The most-common 12-bit (Omnibus) controller was known as the RK8E; it supported up to four RK05 drives. The RK05 disk had more than 4096 sectors and so could not be addressed completely by a single PDP-8 12-bit word. To accommodate this, the OS/8 operating system split each drive into two logical volumes, for example, RKA0 and RKB0, representing the outermost and innermost cylinders of the drive.
Predecessors
Prior to the introduction of DEC's own drives, DEC resold two drives from Diablo Data Systems (later acquired by Xerox),[6] the 1.22 megabyte RK02, of which very few were shipped, and the 2.45 megabyte RK03[5] (Diablo Model 31). These were interface compatible with the RK05; RK03 and RK05 disks could be interchanged as well.[2] The RK04 was DEC's counterpart to the RK02,[2]: p.1-4, p.2-6 for low-density storage of 600 Kwords, and the RK05 was DEC's counterpart of the high-density RK03, storing 1.2 Mwords.
Variants
The RK05E was a late version of the standard-density RK05 drive. It contained many reliability enhancements compared to the earlier versions.
The RK05J[7] was the final version of the standard-density RK05 removable pack drive.

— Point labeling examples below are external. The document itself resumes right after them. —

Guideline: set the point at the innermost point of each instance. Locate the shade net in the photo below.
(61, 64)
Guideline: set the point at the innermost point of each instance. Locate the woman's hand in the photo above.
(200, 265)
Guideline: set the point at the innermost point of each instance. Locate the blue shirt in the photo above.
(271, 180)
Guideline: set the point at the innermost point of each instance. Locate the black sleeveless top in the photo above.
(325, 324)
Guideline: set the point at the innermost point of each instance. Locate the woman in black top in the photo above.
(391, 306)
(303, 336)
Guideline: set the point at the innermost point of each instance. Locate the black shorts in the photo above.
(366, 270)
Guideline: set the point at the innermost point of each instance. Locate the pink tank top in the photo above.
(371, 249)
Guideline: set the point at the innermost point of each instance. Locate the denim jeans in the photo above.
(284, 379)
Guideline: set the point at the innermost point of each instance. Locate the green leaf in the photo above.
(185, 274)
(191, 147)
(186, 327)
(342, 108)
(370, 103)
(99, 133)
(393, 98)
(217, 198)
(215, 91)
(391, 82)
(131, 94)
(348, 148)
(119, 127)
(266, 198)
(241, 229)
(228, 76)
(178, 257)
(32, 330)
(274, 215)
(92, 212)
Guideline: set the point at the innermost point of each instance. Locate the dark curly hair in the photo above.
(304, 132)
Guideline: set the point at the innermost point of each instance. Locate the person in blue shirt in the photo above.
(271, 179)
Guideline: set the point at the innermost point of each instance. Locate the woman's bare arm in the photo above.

A non-removable RK05F[7] was also produced. By "fixing" the otherwise removable cartridge in place, it was able to avoid the cartridge-to-cartridge compatibility problems that limited the capacity of the ordinary RK05. As a result, it could operate at twice the normal track density, doubling the capacity of the drive to about 5MB.
Compatibles
RK05-compatible non-DEC RK05s were produced and marketed.[8]
Notes
^The RK05 was not a "rebadged" product, i.e. another manufacturer's product with a DEC label.